Romeo's tongue lolled out of his mouth. A grin, perhaps, but the sparse placement of streetlights glinted off sharp canines. Amanda sidestepped closer to the row of houses.
"I saw that."
"I've had a lifetime to perfect the maneuver." She sucked in a deep breath. "I'm sorry. By now, it's . . . instinct."
"It's habit. Your instinct knows I won't hurt you."
"Instinct and I haven't been getting along this week."
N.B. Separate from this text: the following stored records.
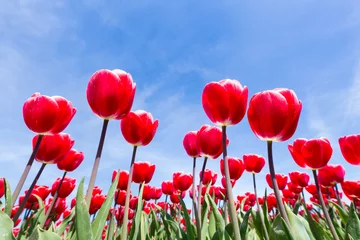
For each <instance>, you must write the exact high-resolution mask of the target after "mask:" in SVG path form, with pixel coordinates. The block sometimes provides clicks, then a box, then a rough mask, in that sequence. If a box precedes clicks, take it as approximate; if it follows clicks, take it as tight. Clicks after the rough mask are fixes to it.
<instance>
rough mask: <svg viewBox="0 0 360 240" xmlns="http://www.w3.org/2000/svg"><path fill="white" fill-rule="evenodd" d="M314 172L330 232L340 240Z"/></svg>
mask: <svg viewBox="0 0 360 240" xmlns="http://www.w3.org/2000/svg"><path fill="white" fill-rule="evenodd" d="M312 172H313V175H314V180H315V185H316V190H317V193H318V196H319V200H320V204H321V207H322V209H323V212H324V216H325V219H326V221H327V223H328V225H329V228H330V231H331V234H332V235H333V238H334V239H335V240H339V237H338V235H337V233H336V231H335V228H334V225H333V223H332V221H331V219H330V216H329V213H328V211H327V208H326V206H325V202H324V199H323V197H322V193H321V189H320V185H319V180H318V177H317V174H316V170H312Z"/></svg>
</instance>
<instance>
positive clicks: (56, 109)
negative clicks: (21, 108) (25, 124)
mask: <svg viewBox="0 0 360 240" xmlns="http://www.w3.org/2000/svg"><path fill="white" fill-rule="evenodd" d="M75 113H76V108H73V107H72V104H71V102H70V101H68V100H66V99H65V98H63V97H59V96H55V97H49V96H46V95H41V94H40V93H34V94H33V95H32V96H31V97H30V98H28V99H27V100H26V101H25V103H24V106H23V117H24V121H25V124H26V126H27V127H28V128H29V129H30V130H31V131H33V132H34V133H36V134H39V135H42V134H56V133H60V132H62V131H63V130H64V129H65V128H66V127H67V125H68V124H69V123H70V121H71V119H72V118H73V117H74V115H75Z"/></svg>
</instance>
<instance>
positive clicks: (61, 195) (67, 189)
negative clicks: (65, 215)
mask: <svg viewBox="0 0 360 240" xmlns="http://www.w3.org/2000/svg"><path fill="white" fill-rule="evenodd" d="M60 181H61V178H57V179H56V180H55V182H54V183H53V185H52V187H51V195H52V196H55V193H56V191H57V189H58V187H59V184H60ZM75 186H76V179H75V178H71V177H65V178H64V180H63V182H62V184H61V187H60V189H59V191H58V197H59V198H67V197H68V196H69V195H70V193H71V192H72V191H73V190H74V188H75Z"/></svg>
A too-knowing glint flared in his eyes. "The Spiritwalker isn't the only one with hearing problems."
"Why do you call him—No. I can't do this." She kicked the bottom step that led to her mother's greystone and turned to face the dog. "I need space, Romeo. Give me time to think, and stay out of my head while you're at it."
Romeo's nose hung low enough to brush the ground. "If you give him a chance to explain . . . "
"That's not how this works. There's a killer on the loose, and I can't—I won't—be distracted this time."
Her mother answered the door and wasted no time hauling her into the tiny foyer. Amanda imagined a concrete barrier in her mind as she shoved the door closed in the dog's face. A white-hot burst of pain marked the severed connection, then it was gone.
Immediately wrenched into an interrogation and a not-so-subtle hunt for injuries, she didn't have time to examine the strange sensation.